I write this only because it keeps being claimed (here is a new example) that the start of “proximity talks” between Israelis and Palestinians is an unfortunate retrogression in the peace process. There certainly have been many foolish plays on President Obama’s part that have led to this point, but he is doing a good job of turning lemons into lemonade. Here is State Department spokesman P.J. Crowley issuing an unconcealed threat:
“As both parties know, if either takes significant actions during the proximity talks that we judge would seriously undermine trust, we will respond to hold them accountable and ensure that negotiations continue,” Crowley said.
The peace processors have seen negotiations, summits, unilateral disengagement, and all the rest fail; it never matters, of course, because they’re always willing to go back into the laboratory and come up with a new formula of diplomacy and concessions and inducements and confidence-building measures and bridging proposals that will finally make it work.
The newest formula is contained in a statement that has become fashionable among peace processors, which goes something like this: “Everyone knows what a deal would look like. We just have to get the two sides to make the hard choices.” If you believe this, you probably also believe that the peace process, as it’s existed since the beginning of Oslo, has always had America in the wrong role — that of facilitator and cajoler, not as the father figure laying down the law with a shotgun on the table.

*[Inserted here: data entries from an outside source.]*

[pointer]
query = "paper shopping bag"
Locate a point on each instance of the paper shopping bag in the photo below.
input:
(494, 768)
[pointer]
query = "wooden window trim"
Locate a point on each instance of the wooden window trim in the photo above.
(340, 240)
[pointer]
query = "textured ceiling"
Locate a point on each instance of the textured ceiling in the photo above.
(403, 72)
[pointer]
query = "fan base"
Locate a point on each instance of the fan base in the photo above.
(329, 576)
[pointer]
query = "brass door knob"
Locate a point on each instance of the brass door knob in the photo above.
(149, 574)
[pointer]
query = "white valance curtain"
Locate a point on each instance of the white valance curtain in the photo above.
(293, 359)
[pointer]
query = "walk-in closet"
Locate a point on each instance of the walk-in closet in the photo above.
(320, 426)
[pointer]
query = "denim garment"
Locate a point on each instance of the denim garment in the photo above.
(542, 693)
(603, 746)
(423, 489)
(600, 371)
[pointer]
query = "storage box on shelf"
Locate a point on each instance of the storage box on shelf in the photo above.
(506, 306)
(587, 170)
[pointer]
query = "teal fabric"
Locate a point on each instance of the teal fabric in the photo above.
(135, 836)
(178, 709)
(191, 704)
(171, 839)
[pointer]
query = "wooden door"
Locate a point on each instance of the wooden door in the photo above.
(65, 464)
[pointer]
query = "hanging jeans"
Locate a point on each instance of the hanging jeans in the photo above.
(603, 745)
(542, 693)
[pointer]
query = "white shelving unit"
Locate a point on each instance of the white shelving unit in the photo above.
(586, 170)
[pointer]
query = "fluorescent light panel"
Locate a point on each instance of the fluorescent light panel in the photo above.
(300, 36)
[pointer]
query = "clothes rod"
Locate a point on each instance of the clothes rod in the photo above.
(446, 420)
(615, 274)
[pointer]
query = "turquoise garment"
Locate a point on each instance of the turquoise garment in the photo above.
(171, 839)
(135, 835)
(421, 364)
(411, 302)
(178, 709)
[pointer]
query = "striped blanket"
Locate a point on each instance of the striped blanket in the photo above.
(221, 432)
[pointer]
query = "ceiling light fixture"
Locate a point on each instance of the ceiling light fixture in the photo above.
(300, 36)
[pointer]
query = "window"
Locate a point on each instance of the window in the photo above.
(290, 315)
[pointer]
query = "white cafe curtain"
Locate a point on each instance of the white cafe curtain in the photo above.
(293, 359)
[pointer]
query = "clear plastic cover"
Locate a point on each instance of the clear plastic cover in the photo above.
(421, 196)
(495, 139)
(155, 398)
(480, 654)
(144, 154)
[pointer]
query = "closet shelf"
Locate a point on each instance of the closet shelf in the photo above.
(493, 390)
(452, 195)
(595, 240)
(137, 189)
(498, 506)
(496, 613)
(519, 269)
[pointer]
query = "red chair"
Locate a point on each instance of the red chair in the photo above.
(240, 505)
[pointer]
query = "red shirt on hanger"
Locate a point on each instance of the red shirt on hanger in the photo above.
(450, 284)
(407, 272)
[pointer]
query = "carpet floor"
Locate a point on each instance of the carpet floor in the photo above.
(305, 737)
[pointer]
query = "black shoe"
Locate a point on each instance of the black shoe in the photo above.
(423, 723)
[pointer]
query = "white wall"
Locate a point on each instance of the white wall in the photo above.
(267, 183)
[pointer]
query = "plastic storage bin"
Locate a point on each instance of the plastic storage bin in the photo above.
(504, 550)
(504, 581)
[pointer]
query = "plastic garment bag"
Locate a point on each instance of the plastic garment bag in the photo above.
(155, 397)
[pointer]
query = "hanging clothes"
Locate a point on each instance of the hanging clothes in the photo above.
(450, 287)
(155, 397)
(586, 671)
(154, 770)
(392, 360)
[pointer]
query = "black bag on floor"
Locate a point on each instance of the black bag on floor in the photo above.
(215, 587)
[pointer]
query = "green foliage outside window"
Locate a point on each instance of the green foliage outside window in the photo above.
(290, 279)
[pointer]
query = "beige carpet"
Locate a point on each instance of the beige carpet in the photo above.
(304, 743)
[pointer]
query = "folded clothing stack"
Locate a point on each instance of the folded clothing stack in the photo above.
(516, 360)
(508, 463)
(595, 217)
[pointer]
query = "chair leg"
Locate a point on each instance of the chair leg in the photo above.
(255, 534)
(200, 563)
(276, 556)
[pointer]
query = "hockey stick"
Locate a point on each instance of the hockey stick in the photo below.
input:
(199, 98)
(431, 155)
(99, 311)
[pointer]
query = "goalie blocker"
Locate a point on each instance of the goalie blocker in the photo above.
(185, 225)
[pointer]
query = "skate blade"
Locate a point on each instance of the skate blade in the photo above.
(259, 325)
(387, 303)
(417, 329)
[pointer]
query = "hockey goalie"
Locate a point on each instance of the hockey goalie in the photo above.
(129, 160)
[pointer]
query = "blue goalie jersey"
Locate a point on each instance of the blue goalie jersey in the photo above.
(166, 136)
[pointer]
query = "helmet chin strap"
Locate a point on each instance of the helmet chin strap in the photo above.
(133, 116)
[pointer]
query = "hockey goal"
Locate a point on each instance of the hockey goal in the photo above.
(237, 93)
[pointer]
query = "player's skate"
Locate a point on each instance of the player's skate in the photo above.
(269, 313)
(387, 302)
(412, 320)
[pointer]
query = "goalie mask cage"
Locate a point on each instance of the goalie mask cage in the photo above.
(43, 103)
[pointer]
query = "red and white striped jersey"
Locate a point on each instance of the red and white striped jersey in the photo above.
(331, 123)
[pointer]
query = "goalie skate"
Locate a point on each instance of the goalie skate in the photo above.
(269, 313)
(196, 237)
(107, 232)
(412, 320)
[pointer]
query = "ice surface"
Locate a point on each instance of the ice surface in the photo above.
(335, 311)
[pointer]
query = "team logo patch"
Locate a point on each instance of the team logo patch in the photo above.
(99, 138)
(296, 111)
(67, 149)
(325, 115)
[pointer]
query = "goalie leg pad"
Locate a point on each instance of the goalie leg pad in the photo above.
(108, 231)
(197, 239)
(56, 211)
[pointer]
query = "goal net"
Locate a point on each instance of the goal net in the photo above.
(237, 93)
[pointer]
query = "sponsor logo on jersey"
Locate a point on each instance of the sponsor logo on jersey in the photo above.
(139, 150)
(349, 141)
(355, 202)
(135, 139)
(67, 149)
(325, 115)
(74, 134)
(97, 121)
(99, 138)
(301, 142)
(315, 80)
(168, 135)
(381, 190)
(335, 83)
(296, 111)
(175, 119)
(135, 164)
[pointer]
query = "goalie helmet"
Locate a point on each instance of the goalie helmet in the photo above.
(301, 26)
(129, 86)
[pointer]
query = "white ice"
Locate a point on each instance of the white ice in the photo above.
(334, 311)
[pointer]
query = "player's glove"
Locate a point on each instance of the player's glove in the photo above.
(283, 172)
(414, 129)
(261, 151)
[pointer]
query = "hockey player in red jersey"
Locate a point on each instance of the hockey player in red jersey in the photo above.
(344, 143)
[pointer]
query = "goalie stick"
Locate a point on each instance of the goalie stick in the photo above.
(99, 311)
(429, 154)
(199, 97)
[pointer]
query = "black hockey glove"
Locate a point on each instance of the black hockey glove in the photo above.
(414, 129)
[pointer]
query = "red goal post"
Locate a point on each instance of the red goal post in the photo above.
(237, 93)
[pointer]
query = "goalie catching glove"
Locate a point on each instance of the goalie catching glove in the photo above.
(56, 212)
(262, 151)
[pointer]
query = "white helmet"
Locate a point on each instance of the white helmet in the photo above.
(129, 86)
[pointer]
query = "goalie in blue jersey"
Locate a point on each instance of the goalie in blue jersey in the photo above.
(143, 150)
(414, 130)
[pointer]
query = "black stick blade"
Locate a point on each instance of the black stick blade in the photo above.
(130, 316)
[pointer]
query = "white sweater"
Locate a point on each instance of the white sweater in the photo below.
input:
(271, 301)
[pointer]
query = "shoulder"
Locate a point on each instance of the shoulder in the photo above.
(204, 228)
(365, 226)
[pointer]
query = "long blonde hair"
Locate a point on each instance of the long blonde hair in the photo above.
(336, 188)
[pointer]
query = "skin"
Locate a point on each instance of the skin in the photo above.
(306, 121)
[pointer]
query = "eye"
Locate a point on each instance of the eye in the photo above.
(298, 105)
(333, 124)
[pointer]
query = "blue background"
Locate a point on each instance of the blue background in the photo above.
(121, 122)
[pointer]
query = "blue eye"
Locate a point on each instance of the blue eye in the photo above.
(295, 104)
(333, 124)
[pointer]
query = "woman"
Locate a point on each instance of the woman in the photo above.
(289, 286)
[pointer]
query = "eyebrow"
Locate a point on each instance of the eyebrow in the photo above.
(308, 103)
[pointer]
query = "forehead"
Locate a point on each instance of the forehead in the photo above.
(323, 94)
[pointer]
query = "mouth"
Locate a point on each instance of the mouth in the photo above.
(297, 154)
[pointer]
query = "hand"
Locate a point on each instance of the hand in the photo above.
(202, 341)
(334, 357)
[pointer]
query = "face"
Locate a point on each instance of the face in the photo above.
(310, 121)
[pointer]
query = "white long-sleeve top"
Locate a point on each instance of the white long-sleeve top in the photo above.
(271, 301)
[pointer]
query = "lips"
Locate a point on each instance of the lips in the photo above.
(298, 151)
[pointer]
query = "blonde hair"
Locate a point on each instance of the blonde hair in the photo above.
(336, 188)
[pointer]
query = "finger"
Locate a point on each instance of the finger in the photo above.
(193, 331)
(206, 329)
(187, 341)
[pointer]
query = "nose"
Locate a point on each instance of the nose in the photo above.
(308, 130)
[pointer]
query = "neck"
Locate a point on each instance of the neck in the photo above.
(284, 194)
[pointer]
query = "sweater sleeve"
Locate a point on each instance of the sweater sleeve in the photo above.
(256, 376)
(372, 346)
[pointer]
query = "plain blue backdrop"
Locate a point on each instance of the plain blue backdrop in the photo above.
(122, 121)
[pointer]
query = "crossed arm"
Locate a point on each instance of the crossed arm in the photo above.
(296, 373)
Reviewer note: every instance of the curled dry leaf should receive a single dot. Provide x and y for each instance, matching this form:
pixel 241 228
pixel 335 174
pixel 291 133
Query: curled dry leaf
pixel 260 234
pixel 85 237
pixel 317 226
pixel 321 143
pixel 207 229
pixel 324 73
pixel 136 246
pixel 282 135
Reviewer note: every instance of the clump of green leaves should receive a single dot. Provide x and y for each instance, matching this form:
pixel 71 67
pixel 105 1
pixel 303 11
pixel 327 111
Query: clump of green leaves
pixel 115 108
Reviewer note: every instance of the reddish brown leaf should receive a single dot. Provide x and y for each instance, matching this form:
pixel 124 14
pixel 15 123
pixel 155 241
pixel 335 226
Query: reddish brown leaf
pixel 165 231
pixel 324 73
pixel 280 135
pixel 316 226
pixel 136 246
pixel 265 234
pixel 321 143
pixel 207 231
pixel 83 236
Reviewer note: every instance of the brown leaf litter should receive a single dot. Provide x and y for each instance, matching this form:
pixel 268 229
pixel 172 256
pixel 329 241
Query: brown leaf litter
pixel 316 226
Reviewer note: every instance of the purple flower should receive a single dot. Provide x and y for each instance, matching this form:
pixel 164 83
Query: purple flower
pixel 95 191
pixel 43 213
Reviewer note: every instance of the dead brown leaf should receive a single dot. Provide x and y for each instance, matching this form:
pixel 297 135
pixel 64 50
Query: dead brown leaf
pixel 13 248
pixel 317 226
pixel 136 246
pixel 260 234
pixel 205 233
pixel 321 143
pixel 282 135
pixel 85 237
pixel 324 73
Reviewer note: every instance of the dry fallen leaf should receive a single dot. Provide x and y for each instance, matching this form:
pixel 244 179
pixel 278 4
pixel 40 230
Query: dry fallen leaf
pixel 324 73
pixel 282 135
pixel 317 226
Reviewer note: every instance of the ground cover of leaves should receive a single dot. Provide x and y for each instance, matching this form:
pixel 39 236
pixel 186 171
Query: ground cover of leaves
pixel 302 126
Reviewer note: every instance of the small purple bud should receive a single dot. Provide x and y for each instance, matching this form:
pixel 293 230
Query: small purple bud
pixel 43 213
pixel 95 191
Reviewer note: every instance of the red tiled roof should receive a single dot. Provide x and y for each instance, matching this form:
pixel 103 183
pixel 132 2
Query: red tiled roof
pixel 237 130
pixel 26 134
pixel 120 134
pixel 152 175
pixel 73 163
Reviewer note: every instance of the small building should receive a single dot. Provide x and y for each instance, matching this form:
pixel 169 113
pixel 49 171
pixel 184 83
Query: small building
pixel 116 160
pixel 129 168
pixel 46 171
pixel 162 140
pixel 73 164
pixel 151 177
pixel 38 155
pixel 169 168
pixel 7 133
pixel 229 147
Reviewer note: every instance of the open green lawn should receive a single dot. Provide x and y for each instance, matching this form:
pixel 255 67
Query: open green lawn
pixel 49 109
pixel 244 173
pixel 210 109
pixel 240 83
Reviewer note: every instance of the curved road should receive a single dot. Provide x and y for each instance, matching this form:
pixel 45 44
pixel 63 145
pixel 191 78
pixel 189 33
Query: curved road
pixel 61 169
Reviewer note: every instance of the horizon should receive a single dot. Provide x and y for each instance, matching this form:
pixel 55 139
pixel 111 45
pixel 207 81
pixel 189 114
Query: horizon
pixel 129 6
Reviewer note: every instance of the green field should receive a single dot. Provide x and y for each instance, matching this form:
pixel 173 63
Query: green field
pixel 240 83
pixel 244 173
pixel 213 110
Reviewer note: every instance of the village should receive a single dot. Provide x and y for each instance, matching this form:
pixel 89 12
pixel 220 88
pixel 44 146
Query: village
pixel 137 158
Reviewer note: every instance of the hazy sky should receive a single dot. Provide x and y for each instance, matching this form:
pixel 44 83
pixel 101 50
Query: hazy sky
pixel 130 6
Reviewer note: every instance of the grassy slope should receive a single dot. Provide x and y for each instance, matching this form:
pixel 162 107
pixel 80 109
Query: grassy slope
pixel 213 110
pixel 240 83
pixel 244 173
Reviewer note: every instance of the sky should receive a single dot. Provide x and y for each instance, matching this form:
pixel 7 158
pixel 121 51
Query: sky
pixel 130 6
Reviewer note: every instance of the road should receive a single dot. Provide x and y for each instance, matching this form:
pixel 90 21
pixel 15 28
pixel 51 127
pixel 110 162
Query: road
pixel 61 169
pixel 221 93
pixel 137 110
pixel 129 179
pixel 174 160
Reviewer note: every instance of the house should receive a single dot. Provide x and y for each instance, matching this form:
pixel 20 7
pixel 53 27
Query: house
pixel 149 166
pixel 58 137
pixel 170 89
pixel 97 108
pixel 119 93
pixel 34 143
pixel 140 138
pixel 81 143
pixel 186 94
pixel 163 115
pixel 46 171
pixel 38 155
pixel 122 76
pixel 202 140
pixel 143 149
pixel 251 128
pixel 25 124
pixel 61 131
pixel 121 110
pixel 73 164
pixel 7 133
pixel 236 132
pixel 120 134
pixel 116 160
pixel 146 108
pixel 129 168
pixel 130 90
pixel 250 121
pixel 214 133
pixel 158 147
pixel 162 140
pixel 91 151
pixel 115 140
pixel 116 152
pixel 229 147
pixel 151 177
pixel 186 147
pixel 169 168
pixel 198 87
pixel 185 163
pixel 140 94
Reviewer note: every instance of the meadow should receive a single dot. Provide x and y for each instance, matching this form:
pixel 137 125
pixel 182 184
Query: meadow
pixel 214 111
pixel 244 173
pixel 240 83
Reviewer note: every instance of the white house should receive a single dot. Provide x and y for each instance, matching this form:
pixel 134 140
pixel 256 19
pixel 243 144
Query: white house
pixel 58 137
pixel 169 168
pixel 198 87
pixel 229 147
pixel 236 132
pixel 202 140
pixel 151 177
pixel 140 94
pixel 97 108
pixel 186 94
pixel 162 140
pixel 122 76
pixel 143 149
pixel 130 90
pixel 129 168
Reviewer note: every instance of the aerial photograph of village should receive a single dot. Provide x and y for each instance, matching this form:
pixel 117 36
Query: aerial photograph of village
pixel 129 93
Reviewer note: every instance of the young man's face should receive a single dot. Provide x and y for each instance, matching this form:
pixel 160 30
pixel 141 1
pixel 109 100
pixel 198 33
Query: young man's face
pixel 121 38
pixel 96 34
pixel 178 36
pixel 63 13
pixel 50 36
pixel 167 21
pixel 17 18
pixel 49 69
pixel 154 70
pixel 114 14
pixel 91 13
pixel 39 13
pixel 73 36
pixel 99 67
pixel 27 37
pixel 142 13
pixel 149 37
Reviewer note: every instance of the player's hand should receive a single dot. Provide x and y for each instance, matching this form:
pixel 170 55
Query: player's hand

And if you’re Barack Obama, you’ve always dreamed of imposing terms on the Israelis (and to a lesser degree, the Palestinians). And now the problems you provoked give you the opportunity to do that which has always been lacking. For Obama, the proximity talks are a win, because they liberate the United States from the strictures of its previous approach. It’s true that proximity talks are a reversion to an era when Israelis and Palestinians weren’t even sitting at the same table. But Barack Obama wasn’t president back then.